The regulation of utilities is one of the most important of the functions traditionally associated with the police power of the states. This Commission's authority to regulate public utilities in the State of California is pursuant to the State's police power. The California Supreme Court has held that "it is settled that the government may not contract away its right to exercise the police power in the future."
Whether or not the Commission could enter into a settlement agreement without violating state law turns on whether the settlement agreement would surrender or suspend the Commission's exercise of its police powers or whether the settlement agreement is consistent with the Commission exercising its regulatory powers. In every case cited by any party to this proceeding on the subject, there has been an express legislative authorization for the contractual limitation on the police power. For example, in the case of Santa Margarita Area Residents Together v. San Louis Obispo County Bd. of Supervisors ,on which the Peevey Proposal relies, the Court found that a development agreement at issue there was an appropriate exercise of a county's powers under the Development Agreement Statute, Gov. Code sections 65684 et seq. In rejecting the argument that the development agreement was an unconstitutional restraint on the county's police powers, the court focused on two factors: (1) the conclusion that the county had reasonably interpreted an express statutory authorization and (2) the limited duration of the contract - not more than five (5) years.

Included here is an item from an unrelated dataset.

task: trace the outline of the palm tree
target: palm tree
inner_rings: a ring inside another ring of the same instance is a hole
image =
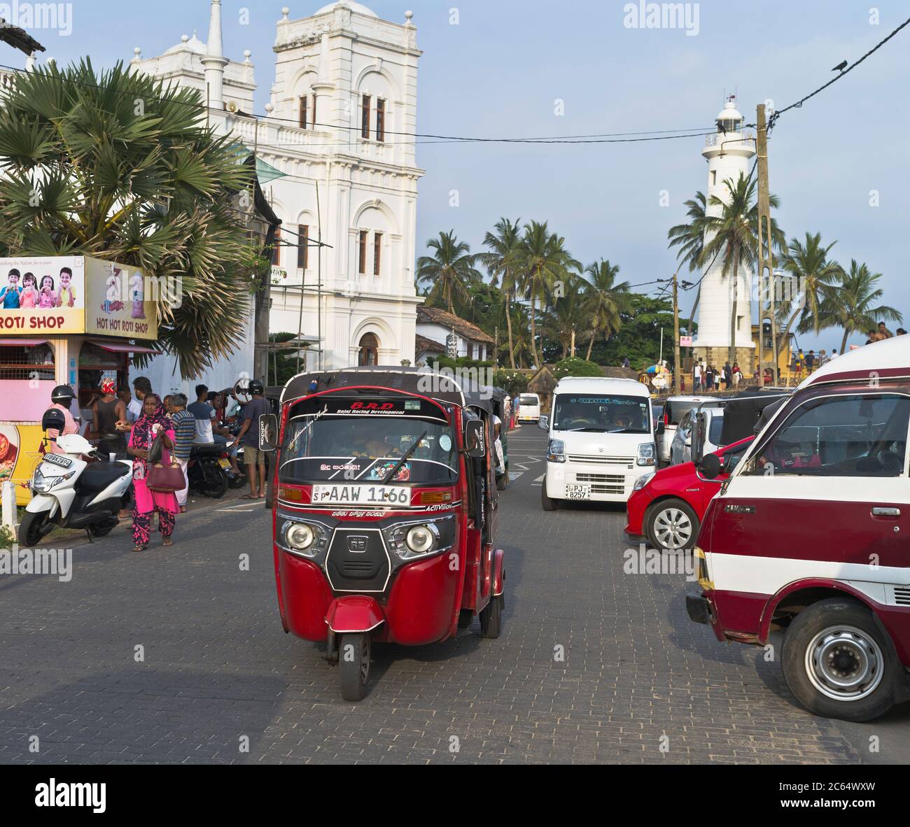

There is no express statutory authorization for the type of judicial settlement agreement that is proposed in the Peevey Proposal. Under cases like those discussed above, and those relied on by other parties, this would be fatal. However, in the Edison case, the Commission entered into a judicial settlement that expressly limited the duration of its obligation for four (4) years and in fact accomplished the objectives in 21 months. While the Santa Margarita concept of a limited waiver of police power authority may be applicable here, the absence of an express statutory authorization makes compliance with the other factor - limited duration - even more important. It is the only way arguably to get within the ambit of the Edison case. The 9 year duration must be reduced to four years.

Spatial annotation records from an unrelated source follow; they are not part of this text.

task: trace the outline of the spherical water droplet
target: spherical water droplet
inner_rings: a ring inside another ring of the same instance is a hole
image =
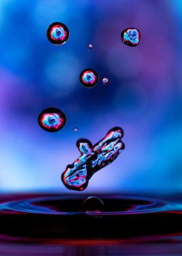
[[[83,203],[83,210],[86,213],[99,213],[103,208],[104,203],[96,197],[89,197]]]
[[[40,114],[38,121],[44,130],[55,132],[60,130],[64,126],[66,117],[59,109],[49,108]]]
[[[102,78],[102,82],[104,84],[108,84],[109,83],[109,79],[107,78],[107,77],[103,77],[103,78]]]
[[[94,69],[86,69],[80,74],[80,82],[83,86],[91,88],[96,86],[98,81],[98,74]]]
[[[88,44],[88,48],[89,48],[90,49],[92,49],[93,47],[94,47],[94,45],[93,45],[92,44]]]
[[[69,30],[62,23],[54,22],[48,27],[47,37],[54,44],[63,44],[69,38]]]
[[[136,46],[140,40],[140,32],[136,28],[128,28],[121,33],[122,41],[129,46]]]

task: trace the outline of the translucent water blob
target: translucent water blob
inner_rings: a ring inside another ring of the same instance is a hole
[[[92,44],[88,44],[88,48],[89,48],[90,49],[92,49],[93,47],[94,47],[94,45],[93,45]]]
[[[75,127],[75,128],[74,128],[74,131],[75,131],[75,133],[78,132],[78,131],[79,131],[78,128]]]
[[[88,197],[83,203],[83,210],[86,213],[99,213],[103,208],[103,201],[97,197]]]
[[[123,136],[123,130],[114,127],[94,146],[87,139],[78,140],[77,146],[81,155],[62,173],[61,178],[65,186],[73,190],[85,189],[92,175],[113,162],[125,148],[121,140]]]
[[[92,88],[95,86],[98,81],[98,74],[94,69],[84,69],[80,74],[80,82],[83,86],[87,88]]]
[[[69,38],[69,30],[62,23],[54,22],[48,27],[47,37],[54,44],[63,44]]]
[[[102,82],[103,82],[104,84],[108,84],[109,83],[109,79],[107,77],[104,76],[104,77],[102,78]]]
[[[136,46],[140,40],[140,32],[136,28],[128,28],[121,33],[122,41],[129,46]]]
[[[38,118],[39,125],[44,130],[55,132],[60,130],[65,125],[66,117],[59,109],[49,108],[43,110]]]

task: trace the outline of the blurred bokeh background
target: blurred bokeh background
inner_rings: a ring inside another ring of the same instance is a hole
[[[62,46],[46,37],[55,22],[70,30]],[[129,27],[137,47],[122,43]],[[82,193],[182,191],[181,31],[181,0],[1,0],[0,192],[72,192],[60,176],[77,140],[94,144],[114,126],[125,150]],[[88,67],[92,89],[79,80]],[[67,117],[55,133],[37,121],[51,106]]]

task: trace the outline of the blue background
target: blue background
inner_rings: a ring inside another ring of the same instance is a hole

Paragraph 23 of the Settlement Agreement says:
It is understood and agreed by each of the parties hereto that money damages would not be a sufficient remedy for any material breach of any provision of this Agreement by any party, and each non-breaching party shall be entitled to specific performance and injunctive or other equitable relief as a remedy for any such breach, without the necessity of securing or posting a bond or other security in connection with such remedy, consistent with state law.

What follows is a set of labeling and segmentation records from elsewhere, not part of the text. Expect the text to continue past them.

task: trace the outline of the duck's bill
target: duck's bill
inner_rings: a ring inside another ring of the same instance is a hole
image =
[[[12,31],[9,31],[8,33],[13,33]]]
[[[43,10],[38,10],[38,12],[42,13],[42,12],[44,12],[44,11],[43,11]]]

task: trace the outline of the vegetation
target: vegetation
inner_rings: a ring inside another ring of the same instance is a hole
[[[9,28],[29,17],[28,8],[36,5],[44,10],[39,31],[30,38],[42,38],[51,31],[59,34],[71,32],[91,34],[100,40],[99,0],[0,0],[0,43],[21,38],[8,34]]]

By putting in this provision in connection with the provisions of 2.b. and 3.b., PG&E is attempting to create a regime where it can use the federal court to control the outcome of cost of capital proceedings, and therefore its profits, for 9 years.
The idea that the Commission is "bound" for the term of the Agreement implies that there must be remedy for breach, and I accept that. However, the remedy for breach, if there is one, is normally damages for economic harm, if any. The Commission cannot be powerless to protect PG&E's ratepayers from unjust and unreasonable rates or practices during the term of the proposed settlement. The police power being in its nature a continuous one, must ever be reposed somewhere, and cannot be barred or suspended by contract or irrepealable law. It cannot be bartered away even by express contract."
The effect of section 23 is to create a gaping hole in the police power which may be created at any time by a federal court. We must strike Section 23, in order to obtain a lawful judicial settlement agreement.
I can understand why PG&E would want this provision, but it is over-reaching and illegal. It must be stricken.